Hi all, just took the promotion for Finale users, after 20+ years I think it was time to try out something different.
I’m in the early stages, watching tutorials, reading online help and exploring the menus and options.
I must thank Dorico for the excellent translation into Spanish, never seen before in a musical scoring software. There are some places where English terms are still in use (should one report those instances?)
Quick questions:
Can ledger lines thickness be modified?
Can ledger lines, ties and slur tips be rounded, like other objets such as articulations? (sure, this is noticeable only at high magnification)
I’ve tried several setting for beaming, saving them as defaults, but I still encounter many cases in which a manual tweaking is necessary. ¿Have the developers thought of implementing some kind of learning curve for items the user manually changes more often? I always dreamt of such a feature in Finale, mostly for beams and slurs…
Looking forward great scoring!
Felipe Copaja
Dorico 3.5.10
Macbook Pro Retina (2012)
Valdivia - Chile
This is one example that can’t really be done in Dorico. Dorico either has default gap between beams or the widened gap where all 3 beams follow the exact same sit/straddle/hang settings:
Ideally I’d like to see a semi-widened gap so the outer beams aren’t using the same sit/straddle/hang rules, and the middle beam has a 1/4 sit or 1/4 hang setting. Something like this, which avoids all wedges:
It’s very easy to change the beam angle in Dorico, but impossible to customize the gap between beams, other than the settings in Engraving Options.
Allowing you to change the thickness of the beam lines and the gap on a per-beam basis is something we plan to allow in a future version of the software.

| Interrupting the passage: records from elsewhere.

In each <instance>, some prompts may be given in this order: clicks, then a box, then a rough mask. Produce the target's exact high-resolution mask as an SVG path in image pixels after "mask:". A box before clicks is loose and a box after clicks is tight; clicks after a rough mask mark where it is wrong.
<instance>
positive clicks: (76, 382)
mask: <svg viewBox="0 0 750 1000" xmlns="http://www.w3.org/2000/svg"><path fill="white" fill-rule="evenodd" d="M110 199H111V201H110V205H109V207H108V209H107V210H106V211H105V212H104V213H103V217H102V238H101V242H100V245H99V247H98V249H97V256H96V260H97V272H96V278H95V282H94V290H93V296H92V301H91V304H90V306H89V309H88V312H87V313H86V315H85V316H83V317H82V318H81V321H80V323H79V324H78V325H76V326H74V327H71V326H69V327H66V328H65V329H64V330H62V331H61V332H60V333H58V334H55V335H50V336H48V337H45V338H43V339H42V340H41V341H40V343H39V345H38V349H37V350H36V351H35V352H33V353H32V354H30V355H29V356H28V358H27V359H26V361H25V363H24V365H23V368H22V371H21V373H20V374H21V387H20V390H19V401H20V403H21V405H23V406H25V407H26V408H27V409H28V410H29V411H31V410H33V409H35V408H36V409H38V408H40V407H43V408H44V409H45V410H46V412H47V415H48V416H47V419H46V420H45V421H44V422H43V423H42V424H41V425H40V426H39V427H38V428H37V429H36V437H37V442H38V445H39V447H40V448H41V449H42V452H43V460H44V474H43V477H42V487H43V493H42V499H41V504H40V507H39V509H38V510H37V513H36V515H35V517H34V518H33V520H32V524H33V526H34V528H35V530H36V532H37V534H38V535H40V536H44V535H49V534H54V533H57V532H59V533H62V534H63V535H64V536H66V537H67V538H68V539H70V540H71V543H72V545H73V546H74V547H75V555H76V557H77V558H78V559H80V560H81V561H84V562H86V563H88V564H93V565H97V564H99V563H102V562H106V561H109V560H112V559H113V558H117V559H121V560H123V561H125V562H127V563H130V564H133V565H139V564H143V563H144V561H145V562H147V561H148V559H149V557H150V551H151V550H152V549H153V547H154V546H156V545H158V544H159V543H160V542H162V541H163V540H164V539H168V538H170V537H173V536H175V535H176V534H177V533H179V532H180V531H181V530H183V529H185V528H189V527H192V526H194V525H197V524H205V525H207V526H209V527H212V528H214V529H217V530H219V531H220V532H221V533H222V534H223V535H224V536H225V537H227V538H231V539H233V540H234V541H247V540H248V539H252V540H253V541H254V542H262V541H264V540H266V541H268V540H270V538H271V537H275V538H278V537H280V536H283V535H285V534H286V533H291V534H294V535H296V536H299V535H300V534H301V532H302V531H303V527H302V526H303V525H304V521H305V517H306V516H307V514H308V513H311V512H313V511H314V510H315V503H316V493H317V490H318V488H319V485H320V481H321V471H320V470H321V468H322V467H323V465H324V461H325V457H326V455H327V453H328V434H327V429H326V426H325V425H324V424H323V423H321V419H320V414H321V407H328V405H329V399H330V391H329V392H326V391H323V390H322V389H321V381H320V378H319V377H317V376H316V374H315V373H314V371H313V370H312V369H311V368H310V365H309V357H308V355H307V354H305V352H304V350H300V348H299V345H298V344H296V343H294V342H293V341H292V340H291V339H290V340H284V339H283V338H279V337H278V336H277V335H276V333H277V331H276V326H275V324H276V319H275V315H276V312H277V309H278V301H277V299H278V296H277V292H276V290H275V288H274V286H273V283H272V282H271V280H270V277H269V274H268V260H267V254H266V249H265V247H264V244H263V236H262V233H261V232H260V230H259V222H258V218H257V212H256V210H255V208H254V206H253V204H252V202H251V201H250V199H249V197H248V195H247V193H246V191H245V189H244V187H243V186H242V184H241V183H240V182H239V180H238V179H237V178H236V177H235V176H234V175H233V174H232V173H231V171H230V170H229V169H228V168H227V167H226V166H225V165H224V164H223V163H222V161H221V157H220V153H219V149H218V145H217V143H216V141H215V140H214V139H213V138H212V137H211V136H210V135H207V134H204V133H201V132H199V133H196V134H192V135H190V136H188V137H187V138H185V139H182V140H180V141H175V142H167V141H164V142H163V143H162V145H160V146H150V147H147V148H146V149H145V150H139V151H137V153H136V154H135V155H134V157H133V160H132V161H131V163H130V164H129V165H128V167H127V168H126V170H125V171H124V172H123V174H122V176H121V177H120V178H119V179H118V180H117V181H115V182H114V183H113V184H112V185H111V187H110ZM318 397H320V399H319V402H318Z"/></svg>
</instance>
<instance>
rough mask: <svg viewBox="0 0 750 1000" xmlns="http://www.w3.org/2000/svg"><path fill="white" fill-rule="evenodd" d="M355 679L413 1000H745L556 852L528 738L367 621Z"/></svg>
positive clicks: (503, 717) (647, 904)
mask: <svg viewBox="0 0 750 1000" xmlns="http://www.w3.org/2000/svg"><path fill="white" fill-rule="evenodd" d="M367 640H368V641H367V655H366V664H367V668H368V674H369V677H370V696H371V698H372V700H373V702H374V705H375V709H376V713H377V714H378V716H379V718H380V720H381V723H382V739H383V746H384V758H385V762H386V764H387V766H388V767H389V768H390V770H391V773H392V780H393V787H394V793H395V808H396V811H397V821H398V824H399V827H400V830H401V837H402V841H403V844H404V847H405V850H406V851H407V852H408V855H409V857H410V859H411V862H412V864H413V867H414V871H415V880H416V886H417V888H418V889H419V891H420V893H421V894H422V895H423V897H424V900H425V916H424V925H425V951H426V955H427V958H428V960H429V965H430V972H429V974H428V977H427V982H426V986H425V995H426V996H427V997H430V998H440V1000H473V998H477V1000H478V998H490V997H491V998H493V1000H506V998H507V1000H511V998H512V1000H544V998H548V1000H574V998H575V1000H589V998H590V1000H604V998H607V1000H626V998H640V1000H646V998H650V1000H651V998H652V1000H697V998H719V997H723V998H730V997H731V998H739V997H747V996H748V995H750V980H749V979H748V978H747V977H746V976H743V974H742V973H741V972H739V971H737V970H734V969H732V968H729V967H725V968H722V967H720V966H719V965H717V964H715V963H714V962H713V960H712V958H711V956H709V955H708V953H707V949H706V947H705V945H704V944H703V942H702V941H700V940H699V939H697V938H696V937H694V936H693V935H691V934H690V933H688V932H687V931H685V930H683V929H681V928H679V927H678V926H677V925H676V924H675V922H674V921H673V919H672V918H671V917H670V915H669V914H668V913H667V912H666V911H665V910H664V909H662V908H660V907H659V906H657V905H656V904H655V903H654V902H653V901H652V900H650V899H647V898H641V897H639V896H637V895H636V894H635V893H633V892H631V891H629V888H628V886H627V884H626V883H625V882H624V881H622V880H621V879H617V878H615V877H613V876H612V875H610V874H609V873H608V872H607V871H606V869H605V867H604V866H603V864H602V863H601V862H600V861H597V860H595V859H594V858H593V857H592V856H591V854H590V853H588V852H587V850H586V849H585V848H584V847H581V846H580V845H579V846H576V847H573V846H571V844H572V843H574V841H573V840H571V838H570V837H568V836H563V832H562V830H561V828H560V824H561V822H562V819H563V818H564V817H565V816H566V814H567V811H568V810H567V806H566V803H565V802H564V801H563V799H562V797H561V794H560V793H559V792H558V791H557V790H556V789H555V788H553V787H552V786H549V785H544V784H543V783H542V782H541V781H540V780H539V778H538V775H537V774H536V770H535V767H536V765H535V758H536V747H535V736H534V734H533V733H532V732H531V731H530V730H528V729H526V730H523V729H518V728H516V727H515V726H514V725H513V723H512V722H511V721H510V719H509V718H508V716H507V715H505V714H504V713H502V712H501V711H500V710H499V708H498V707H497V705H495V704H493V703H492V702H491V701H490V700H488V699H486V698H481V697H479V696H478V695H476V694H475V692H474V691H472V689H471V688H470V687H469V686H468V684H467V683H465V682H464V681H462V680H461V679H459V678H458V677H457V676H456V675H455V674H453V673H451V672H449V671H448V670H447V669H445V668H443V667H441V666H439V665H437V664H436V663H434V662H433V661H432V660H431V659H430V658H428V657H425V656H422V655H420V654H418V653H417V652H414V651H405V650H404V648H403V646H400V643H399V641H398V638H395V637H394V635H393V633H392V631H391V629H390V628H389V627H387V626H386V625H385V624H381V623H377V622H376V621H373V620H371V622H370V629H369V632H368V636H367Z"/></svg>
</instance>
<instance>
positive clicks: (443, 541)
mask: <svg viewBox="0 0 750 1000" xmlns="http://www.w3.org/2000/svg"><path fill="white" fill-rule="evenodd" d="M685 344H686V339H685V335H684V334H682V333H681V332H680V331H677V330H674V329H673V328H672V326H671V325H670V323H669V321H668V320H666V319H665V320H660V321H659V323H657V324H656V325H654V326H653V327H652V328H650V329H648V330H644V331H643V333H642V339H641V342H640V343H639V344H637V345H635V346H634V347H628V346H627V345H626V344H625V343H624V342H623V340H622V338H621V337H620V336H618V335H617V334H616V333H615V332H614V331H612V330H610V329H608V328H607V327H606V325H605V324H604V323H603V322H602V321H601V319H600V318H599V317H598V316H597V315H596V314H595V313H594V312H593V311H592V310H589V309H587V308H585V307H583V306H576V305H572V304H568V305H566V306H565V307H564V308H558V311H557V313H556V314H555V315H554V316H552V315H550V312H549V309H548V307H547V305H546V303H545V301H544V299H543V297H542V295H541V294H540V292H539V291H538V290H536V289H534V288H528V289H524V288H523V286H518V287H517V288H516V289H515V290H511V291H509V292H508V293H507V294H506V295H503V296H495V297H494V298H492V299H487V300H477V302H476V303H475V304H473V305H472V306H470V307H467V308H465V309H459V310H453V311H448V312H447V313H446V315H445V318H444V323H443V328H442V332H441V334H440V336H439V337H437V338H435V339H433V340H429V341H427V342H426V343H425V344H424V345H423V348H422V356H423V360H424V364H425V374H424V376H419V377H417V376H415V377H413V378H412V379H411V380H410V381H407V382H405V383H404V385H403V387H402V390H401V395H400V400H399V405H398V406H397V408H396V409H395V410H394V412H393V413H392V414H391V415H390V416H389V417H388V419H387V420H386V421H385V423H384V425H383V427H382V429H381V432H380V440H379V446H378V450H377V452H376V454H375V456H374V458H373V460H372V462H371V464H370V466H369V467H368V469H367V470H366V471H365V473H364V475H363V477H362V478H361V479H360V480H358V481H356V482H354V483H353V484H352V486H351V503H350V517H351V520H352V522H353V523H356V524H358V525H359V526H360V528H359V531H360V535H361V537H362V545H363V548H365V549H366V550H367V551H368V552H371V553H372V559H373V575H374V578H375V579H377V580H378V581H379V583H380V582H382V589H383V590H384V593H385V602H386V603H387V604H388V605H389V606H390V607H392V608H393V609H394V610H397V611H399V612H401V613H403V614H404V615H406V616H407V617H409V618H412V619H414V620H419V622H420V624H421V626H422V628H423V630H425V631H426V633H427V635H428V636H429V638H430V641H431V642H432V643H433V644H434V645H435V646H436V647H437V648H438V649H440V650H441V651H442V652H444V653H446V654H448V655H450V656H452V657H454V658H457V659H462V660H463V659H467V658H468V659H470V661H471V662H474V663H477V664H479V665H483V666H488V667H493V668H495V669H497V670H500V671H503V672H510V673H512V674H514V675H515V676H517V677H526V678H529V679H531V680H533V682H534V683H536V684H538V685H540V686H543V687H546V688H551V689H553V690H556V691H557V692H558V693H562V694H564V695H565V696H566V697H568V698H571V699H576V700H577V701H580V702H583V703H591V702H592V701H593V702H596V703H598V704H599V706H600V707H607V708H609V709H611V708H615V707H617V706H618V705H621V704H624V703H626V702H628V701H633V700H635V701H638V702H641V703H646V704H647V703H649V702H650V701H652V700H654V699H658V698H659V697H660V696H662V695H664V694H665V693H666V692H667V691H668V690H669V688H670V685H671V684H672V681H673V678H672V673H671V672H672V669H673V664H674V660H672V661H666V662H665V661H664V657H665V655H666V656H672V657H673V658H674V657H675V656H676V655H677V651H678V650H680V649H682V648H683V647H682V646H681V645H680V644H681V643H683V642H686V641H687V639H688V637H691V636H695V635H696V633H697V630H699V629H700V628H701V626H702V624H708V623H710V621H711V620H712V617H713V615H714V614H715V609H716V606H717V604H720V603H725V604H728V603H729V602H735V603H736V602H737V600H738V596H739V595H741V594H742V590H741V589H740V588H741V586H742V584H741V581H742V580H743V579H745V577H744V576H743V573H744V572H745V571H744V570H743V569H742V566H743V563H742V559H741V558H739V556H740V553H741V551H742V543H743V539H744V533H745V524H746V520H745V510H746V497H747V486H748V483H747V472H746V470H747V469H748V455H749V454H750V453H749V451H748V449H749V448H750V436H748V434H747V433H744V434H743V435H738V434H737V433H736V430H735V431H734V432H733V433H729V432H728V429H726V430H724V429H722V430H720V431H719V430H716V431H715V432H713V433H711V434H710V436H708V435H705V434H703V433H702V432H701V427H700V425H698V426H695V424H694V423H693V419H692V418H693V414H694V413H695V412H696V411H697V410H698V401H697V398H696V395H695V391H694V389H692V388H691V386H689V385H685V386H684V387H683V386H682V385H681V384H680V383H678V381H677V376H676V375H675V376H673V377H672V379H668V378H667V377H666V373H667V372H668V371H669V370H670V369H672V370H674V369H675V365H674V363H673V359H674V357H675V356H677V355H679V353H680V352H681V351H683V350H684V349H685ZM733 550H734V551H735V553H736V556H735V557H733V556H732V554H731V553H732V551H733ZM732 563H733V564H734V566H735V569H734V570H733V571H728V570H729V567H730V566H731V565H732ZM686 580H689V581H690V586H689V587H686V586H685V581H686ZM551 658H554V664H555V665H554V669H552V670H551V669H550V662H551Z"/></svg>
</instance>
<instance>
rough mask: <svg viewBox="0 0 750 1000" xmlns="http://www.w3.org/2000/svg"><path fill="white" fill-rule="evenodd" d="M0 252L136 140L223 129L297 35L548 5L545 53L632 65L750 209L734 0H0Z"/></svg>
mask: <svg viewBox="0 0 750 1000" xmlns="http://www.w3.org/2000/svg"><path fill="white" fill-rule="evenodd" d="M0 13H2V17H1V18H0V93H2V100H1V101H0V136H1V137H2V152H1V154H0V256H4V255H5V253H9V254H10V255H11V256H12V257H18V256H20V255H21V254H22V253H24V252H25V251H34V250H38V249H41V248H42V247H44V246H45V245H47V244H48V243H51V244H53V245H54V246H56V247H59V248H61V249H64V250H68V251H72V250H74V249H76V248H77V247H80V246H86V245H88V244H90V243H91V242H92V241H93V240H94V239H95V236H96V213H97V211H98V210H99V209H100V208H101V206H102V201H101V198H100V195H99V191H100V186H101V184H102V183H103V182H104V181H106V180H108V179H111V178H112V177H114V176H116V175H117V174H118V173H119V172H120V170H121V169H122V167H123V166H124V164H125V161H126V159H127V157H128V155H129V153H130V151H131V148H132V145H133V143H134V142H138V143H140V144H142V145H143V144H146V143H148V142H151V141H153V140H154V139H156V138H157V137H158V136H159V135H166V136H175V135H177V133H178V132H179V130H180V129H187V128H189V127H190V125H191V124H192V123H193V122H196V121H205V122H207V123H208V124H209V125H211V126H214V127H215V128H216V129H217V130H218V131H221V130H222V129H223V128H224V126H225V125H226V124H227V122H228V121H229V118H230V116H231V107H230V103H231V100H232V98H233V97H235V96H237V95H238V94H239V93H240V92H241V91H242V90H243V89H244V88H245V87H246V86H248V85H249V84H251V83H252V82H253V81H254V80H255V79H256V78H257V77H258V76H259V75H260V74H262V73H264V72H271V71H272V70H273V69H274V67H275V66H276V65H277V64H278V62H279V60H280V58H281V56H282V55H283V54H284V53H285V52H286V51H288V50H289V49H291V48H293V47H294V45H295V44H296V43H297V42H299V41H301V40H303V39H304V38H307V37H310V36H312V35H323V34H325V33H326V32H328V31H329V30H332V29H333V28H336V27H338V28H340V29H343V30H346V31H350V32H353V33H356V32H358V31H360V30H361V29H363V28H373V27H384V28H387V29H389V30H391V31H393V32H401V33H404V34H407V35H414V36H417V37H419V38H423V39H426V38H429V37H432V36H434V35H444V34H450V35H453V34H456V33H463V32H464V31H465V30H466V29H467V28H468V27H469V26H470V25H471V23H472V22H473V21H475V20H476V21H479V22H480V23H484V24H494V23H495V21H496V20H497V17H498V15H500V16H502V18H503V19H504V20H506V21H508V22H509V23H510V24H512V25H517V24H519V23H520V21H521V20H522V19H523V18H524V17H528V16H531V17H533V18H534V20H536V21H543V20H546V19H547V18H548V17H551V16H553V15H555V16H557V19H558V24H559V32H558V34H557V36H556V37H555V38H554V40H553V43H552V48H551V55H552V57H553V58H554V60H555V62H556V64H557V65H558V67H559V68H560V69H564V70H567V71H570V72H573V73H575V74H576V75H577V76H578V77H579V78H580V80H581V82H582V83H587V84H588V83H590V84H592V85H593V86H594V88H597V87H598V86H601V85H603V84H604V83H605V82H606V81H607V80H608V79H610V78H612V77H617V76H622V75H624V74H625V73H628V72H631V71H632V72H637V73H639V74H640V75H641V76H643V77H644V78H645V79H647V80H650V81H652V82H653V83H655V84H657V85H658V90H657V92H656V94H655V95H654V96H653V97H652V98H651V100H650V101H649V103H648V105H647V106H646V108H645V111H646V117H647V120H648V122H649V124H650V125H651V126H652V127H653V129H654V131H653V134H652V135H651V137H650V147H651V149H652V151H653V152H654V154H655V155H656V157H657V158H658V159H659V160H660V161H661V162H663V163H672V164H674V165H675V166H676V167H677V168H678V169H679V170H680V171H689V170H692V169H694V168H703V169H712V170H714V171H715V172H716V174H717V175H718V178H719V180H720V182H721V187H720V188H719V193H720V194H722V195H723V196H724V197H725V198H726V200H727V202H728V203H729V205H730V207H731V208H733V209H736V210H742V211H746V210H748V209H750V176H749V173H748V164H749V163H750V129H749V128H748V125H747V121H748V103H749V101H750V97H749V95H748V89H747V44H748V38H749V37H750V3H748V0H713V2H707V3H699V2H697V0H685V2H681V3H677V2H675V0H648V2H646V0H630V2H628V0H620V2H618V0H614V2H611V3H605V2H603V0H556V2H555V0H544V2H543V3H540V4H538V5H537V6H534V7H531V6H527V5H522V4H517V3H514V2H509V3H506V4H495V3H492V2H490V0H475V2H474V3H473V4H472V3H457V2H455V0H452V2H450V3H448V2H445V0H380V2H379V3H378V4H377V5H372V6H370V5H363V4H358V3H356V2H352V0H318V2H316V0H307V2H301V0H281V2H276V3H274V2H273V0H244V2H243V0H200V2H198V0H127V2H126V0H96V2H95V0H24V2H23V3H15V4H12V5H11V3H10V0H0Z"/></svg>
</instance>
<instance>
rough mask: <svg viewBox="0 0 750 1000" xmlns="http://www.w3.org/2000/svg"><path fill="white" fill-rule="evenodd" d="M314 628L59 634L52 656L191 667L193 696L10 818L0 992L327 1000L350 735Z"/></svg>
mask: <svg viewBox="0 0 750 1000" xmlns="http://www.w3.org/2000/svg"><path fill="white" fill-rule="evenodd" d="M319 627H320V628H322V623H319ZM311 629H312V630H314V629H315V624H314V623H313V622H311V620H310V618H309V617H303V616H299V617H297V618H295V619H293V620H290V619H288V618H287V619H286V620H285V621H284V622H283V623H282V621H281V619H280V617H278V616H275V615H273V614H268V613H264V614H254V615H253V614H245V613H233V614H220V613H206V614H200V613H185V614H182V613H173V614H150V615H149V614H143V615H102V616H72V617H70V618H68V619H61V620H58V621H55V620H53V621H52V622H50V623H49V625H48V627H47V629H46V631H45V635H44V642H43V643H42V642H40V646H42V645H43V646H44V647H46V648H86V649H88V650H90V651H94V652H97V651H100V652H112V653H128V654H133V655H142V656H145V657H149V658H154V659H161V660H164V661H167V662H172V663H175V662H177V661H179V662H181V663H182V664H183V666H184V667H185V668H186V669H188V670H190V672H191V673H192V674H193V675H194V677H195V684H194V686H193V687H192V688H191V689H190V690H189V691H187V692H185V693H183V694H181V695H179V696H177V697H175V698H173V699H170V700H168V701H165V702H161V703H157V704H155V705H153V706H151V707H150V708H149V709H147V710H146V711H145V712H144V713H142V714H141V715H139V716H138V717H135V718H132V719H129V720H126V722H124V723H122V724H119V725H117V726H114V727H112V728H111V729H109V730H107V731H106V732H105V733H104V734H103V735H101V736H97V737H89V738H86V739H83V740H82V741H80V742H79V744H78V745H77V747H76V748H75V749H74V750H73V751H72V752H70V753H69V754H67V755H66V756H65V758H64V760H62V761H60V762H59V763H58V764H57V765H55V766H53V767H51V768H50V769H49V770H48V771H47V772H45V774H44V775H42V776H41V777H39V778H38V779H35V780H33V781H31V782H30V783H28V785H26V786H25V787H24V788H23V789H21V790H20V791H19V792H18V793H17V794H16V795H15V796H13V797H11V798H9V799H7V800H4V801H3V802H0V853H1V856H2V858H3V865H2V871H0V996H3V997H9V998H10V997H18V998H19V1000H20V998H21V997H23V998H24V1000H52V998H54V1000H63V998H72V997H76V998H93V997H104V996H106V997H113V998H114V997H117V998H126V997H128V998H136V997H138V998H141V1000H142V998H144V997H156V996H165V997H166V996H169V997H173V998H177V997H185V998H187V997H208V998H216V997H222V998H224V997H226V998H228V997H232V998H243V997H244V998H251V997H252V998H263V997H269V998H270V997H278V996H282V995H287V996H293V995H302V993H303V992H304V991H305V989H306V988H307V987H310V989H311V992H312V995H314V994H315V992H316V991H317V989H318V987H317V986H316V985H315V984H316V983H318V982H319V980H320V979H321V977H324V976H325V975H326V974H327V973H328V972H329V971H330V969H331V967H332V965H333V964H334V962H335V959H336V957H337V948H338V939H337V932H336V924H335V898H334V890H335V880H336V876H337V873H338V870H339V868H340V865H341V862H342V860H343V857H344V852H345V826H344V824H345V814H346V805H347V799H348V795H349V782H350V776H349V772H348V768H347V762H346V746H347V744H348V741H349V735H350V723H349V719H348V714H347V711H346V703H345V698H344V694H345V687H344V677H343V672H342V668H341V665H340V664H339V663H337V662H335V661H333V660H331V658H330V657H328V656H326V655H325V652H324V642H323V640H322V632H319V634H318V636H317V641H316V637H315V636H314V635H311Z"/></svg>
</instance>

I second your second question, Felipe – might I suggest to the team that it in my opinion it would be really beautiful to have ever so slightly rounded ledger lines, beams, stem ends, etc. I absolutely love the inky rounded warm aesthetic you achieved with the Bravura font, and I find the computery right angles in other visual elements to clash with them. I know it’s subtle, but I think it would create a really nice look.